Cret Social Francs (Attorneys Yang Young-ok et al., Counsel for the defendant-appellant)

Judgment of the lower court

Seoul High Court Decision 2004Na10697 delivered on November 24, 2004

Text

The judgment below is reversed and the case is remanded to Seoul High Court.

Reasons

The grounds of appeal are examined.

1. Fact-finding and judgment of the court below

A. The court below acknowledged the following facts in full view of the admitted evidence.

(1) The Defendant, a company established in France in 1917, is a financial company that has more than 660 branches in France and operates individual and corporate financial business. At present, the Defendant applied for and registered multiple trademarks or service marks related to “CCF” in each of the world countries including France. On August 31, 1989, the Defendant applied for and registered the service marks composed of “CCF” as designated service business, etc.

(2) Upon the report on April 2, 200 on the Internet domain name "cfhsbcc.com" and "hsc.com" (hereinafter referred to as "each domain name of this case") to the International Internet Address Management Organization for the Internet Address (OBC Holdings Plc.), the non-party is a financial holding company that operates approximately 7,00 branches in 80 countries around the world including Korea. The non-party company decided to acquire the defendant company. The non-party company was reported on April 2, 200 to take over the defendant company. The non-party, the husband of this case, reported on April 2, 200 to the domestic daily newspaper, "CFhsbc.com" and "hsc.c.com.com" (hereinafter referred to as "the domain name of this case") to the plaintiff, the plaintiff's domestic domain name registration system of this case, the non-party 1, the plaintiff of this case, as the plaintiff, the plaintiff registered the Internet domain name of this case.

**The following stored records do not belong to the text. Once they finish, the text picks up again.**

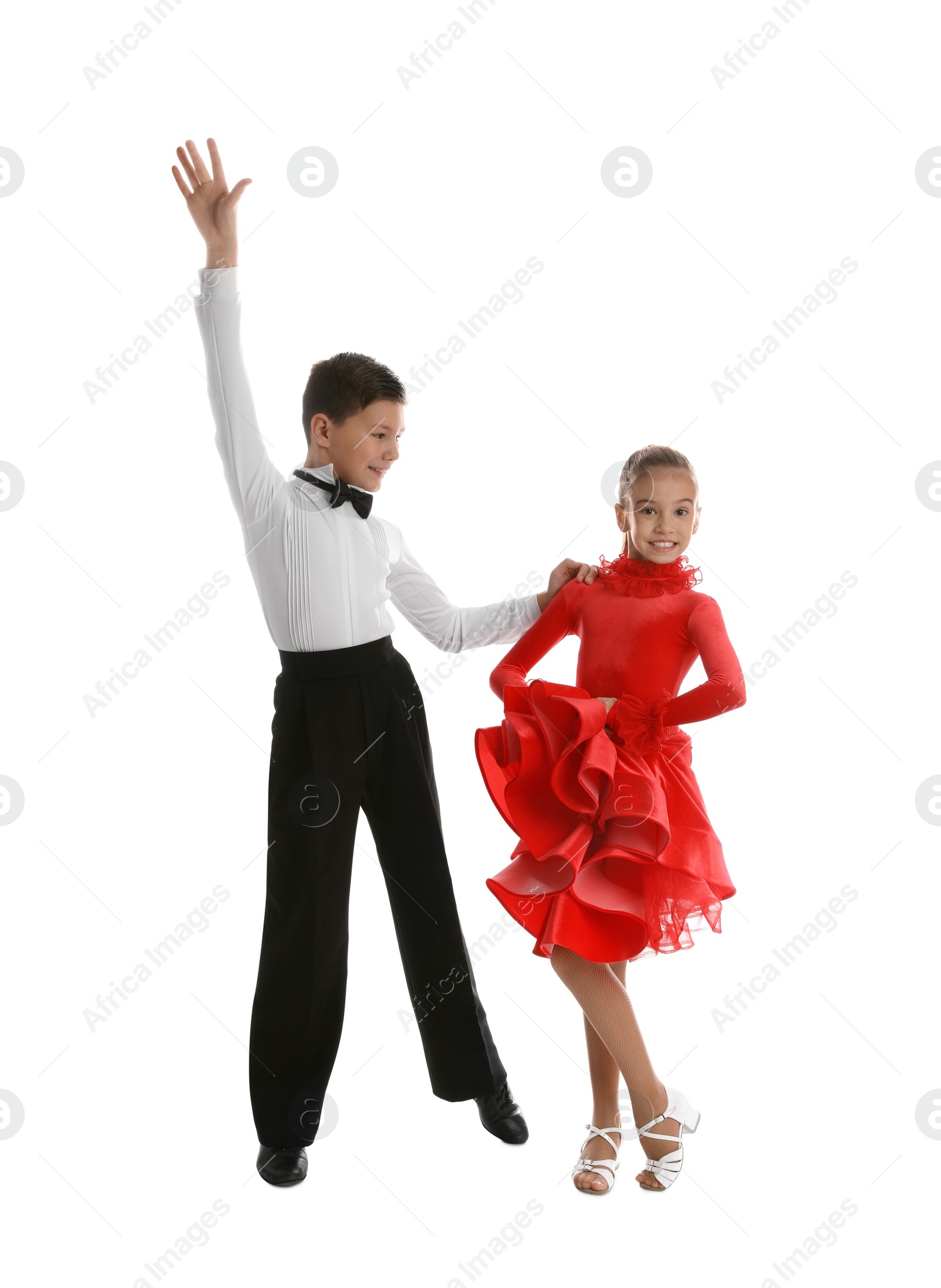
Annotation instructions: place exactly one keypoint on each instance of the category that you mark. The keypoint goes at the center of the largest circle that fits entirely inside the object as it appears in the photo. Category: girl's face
(659, 515)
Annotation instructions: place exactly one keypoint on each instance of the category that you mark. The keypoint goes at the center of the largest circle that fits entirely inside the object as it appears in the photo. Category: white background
(493, 156)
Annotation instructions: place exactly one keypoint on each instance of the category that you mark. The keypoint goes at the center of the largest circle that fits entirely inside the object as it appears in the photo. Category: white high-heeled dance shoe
(595, 1164)
(667, 1169)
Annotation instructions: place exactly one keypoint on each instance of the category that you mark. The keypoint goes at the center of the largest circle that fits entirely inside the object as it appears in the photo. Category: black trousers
(349, 733)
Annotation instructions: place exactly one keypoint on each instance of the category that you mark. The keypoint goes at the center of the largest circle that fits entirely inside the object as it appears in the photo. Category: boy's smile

(3) In order to settle the dispute over the registration and use of the Internet domain name in a prompt and influence of the disputes, Academy's Uniform domain Name Dispute Resolution Policy (Uniform Dr. Name Dr. hereinafter "Dispute Resolution Policy") and these Rules and the Rules ("Dispute Resolution Policy"), which had the registrar adopt the Rules for Resolution of Disputes, and accordingly, the Han River system shall be deemed to have consented to the registration of the domain name under Article 1 of the Terms and Conditions for Registration of the domain name, and the translation of the Policy shall be published on the website of Han River system. The non-party and the plaintiff agreed to each of the above domain name registration terms and conditions prepared by the Han River System in the course of registering and transferring the domain name of this case.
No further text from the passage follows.